I also read this very interesting book about a woman who spent a year posing as a man. It was quite informative on every aspect of this. Ultimately she started becoming psychologically disturbed as a result.
I can usually tell when a commenter is male or female.
However there are several female writers who it seems to me write in a male voice, if you will, and they are some of my favorite writers, Orianna Fallaci, Camile Paglia, and to prove it isn't an Italian thing, Ayn Rand, and little known Celia Green.
I'm male by the way in case any of you were wondering...
Re: How Did I Know From Her Prose that Deirdre McCloskey Used to Be a Man?
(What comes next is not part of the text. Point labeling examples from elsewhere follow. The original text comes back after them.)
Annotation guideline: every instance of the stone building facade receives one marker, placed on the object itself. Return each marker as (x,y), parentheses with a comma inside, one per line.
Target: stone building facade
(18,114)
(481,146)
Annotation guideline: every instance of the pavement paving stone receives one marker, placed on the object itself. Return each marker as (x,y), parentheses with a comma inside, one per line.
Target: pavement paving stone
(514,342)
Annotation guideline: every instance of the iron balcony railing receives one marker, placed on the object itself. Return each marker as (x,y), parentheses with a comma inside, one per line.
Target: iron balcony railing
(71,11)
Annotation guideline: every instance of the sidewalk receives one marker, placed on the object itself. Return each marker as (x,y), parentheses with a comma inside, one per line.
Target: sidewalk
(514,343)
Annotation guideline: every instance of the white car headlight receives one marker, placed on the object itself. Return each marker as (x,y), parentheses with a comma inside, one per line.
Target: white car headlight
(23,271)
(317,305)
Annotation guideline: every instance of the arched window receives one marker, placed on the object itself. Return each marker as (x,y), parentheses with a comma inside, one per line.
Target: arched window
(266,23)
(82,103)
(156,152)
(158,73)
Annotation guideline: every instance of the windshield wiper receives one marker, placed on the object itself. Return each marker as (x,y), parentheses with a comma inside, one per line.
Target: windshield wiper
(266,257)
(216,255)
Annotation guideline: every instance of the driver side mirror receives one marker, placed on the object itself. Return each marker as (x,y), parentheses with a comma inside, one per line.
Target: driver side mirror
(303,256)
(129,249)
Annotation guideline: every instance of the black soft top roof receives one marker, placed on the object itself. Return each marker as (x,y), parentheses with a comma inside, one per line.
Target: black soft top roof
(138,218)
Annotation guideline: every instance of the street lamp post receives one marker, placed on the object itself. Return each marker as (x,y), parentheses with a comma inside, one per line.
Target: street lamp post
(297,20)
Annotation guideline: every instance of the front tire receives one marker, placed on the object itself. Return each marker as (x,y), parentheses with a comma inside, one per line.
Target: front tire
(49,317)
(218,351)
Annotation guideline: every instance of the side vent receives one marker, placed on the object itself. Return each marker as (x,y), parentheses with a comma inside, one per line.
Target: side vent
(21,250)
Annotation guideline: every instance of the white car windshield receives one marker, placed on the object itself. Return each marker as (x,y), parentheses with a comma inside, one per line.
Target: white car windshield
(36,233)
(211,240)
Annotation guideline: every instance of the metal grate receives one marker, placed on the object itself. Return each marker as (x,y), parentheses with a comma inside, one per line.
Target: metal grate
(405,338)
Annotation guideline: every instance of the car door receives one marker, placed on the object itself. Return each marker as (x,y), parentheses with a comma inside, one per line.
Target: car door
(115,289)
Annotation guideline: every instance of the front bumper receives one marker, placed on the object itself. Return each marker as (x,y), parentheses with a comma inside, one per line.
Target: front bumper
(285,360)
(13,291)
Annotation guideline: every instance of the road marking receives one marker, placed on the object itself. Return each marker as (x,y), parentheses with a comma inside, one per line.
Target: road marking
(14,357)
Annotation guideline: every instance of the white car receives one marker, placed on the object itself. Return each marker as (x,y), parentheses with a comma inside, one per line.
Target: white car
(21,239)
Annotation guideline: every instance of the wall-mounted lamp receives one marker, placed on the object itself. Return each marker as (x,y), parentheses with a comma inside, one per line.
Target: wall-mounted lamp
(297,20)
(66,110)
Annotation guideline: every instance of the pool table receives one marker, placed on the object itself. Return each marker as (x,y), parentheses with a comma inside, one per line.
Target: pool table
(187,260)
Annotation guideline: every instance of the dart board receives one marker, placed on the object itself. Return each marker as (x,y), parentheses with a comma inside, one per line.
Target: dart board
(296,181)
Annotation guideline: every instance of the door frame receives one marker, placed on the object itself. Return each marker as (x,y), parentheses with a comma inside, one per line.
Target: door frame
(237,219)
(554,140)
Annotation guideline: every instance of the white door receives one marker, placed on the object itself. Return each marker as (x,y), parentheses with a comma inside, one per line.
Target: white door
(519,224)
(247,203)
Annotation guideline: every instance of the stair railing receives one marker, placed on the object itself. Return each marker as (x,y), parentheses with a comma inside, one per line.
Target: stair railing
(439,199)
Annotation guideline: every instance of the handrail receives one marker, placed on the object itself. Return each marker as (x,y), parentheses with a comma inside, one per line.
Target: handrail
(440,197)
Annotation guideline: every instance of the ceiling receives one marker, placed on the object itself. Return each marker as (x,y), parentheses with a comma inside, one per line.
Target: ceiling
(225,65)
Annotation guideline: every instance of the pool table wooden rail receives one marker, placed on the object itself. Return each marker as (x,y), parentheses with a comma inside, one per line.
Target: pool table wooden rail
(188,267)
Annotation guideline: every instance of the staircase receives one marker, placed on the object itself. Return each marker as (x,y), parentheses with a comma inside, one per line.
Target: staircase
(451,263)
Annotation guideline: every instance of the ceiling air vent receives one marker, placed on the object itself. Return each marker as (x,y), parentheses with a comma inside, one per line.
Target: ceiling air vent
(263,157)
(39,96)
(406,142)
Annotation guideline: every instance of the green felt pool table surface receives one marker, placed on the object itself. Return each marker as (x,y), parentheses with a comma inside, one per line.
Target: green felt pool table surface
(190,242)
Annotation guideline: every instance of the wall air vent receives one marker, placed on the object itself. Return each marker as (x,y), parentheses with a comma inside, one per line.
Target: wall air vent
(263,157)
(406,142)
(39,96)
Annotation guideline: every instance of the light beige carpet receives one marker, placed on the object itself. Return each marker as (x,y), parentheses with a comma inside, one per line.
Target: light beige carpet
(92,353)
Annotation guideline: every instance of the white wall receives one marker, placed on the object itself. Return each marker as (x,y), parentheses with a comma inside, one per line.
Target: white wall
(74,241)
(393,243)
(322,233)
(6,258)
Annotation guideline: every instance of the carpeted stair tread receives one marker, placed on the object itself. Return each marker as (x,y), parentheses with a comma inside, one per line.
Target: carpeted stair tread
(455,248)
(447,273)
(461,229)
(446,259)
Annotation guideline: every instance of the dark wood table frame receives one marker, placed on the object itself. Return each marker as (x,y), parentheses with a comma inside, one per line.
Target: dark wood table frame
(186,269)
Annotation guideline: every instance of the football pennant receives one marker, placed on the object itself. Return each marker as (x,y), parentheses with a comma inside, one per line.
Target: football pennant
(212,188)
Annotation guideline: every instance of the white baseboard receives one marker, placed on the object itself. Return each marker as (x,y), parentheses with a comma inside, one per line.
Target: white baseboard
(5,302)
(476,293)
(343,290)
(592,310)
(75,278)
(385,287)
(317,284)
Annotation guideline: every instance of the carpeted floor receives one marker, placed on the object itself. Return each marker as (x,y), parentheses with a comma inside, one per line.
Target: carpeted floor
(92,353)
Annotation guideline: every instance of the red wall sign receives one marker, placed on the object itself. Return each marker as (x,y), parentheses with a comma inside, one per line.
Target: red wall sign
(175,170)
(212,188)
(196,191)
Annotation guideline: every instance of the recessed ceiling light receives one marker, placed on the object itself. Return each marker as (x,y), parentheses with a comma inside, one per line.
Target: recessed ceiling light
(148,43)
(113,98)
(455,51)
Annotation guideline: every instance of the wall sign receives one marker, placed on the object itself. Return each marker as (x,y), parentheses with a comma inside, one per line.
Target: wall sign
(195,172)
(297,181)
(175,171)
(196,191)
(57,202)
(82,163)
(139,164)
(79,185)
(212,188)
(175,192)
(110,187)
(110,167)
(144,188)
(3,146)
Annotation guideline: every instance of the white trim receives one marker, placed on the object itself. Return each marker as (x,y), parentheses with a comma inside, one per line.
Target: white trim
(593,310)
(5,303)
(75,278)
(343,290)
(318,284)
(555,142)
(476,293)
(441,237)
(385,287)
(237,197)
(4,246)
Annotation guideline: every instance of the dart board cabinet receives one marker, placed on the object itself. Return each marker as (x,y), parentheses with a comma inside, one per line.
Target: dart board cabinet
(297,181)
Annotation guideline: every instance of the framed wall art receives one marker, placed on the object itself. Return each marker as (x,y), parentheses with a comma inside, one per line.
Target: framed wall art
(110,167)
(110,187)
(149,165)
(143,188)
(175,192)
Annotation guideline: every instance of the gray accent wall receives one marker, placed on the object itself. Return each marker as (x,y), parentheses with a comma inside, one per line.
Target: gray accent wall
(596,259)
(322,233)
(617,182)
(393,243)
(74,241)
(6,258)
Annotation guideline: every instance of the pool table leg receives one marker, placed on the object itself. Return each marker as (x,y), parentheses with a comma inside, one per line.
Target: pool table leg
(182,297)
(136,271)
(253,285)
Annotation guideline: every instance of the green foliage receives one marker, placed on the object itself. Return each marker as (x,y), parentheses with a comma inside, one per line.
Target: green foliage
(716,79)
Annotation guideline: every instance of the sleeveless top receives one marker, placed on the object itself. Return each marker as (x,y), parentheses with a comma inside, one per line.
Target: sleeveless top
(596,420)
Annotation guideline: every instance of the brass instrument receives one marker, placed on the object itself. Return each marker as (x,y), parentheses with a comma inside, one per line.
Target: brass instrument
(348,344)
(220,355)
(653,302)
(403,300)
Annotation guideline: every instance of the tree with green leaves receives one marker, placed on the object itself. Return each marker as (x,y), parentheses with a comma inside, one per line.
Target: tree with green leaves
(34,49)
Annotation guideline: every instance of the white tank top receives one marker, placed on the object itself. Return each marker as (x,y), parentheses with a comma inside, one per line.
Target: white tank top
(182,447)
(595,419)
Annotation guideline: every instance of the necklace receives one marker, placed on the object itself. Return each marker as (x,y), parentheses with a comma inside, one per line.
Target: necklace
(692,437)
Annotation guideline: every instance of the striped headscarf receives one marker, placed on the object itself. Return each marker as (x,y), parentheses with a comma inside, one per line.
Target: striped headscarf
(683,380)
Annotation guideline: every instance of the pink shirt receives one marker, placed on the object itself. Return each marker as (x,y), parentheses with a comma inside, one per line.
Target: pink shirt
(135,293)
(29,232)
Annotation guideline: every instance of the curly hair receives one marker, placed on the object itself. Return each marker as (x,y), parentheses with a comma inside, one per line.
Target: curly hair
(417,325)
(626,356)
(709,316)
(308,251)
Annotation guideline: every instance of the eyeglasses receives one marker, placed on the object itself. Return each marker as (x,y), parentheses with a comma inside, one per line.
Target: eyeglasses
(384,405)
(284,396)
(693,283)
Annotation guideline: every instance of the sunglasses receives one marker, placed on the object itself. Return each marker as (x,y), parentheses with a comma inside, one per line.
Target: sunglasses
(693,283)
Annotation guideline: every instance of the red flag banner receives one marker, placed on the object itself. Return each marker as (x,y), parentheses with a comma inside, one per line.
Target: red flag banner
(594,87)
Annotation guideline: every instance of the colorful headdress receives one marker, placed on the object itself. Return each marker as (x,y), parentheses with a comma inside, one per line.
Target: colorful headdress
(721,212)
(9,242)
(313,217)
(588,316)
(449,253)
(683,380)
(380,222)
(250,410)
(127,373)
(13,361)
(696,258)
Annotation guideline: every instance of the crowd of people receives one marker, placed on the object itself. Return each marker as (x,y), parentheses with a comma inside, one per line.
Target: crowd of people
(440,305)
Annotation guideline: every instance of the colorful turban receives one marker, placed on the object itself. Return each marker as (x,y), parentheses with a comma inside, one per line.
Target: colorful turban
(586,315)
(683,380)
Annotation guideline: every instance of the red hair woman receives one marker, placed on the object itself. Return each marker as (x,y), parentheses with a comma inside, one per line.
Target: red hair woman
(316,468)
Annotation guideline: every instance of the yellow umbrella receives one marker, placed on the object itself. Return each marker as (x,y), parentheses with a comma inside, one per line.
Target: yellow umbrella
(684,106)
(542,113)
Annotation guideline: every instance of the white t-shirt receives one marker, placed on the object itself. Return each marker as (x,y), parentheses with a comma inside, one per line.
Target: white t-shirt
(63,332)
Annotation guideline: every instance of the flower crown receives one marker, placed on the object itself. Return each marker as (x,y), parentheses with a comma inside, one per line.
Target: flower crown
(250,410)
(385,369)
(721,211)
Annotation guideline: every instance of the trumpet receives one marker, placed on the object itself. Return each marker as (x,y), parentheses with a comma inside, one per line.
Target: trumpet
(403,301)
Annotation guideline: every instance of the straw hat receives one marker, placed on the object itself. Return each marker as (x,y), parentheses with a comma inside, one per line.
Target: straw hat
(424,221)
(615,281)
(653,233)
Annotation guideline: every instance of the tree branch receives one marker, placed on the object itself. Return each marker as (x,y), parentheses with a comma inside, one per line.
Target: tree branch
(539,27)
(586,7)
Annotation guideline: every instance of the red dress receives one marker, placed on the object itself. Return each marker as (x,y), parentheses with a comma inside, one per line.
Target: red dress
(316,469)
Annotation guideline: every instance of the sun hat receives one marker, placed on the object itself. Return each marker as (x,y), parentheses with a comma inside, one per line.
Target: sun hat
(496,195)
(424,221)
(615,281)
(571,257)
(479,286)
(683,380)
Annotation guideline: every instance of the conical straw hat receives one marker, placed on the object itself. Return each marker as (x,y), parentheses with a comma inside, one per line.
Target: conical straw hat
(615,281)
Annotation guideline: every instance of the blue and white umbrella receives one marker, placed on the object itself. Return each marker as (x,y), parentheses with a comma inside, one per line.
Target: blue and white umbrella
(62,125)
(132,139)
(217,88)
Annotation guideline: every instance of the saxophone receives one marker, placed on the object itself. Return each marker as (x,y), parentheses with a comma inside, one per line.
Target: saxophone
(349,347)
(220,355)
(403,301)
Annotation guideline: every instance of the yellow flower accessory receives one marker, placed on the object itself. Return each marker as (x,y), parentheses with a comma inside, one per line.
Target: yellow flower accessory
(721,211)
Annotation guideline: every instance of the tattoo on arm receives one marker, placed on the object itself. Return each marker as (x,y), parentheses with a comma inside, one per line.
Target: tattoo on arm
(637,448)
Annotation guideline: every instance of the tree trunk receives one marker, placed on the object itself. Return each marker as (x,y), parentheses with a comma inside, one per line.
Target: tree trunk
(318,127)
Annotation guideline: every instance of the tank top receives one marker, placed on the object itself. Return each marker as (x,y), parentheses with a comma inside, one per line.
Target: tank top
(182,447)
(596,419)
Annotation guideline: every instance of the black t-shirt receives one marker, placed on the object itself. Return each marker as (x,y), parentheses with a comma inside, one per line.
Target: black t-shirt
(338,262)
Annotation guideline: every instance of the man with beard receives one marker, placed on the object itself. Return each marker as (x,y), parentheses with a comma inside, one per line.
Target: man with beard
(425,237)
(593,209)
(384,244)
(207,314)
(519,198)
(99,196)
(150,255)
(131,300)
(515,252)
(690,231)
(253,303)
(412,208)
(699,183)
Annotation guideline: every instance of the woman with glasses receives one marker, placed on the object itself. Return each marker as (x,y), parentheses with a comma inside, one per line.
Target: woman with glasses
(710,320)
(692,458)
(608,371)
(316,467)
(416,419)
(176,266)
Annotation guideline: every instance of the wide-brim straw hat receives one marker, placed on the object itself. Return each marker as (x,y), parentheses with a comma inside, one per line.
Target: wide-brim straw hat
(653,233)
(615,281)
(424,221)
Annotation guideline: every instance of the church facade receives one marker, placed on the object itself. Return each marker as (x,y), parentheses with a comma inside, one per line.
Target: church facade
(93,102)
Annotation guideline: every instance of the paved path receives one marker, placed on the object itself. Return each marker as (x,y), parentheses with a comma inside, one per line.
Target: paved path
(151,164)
Lady Kurobara: Fiction writers can easily disguise their gender simply by adopting the writing style appropriate to a given genre. Using pseudonyms, men successfully write romances and women successfully write westerns and mysteries. My own style is extremely feminine, but, in a pinch, I can shift into "hardboiled" and completely erase the feminine quality.
Writing non-fiction is a different kettle of fish, though. There is no "genre mask" to hide behind. So a writer's gender is far more likely to assert itself in the prose. · Dec 15 at 6:22am
Game for you, Lady K. Want to change your user name and profile to something masculine and see how long it takes for us to figure out you're actually a chick? If ever?
Actually, that's probably a bad idea. I suspect new members who are really men would take poorly to having everyone guess that they're Lady K. in disguise.
Never mind.
May '10
Re: How Did I Know From Her Prose that Deirdre McCloskey Used to Be a Man?
I had no idea that the mystery genre was a male preserve, milady. Seems like women defined it. Requires intricate planning and plotting, but that's a sweeping generalization too far.
Perhaps you mean the action/thriller, um, stuff. [edited to not anger authors of action/thriller, um, stuff]
Sep '10
Re: How Did I Know From Her Prose that Deirdre McCloskey Used to Be a Man?
In Camille Paglia's awesome work, Sexual Personae, in the first 100 pages she lays out the whole thing for us. Women she posits are complete as they are. They need not seek out. The world effectively revolves around them. I won't try to boil this down in 200 words, but it opened my eyes, big time.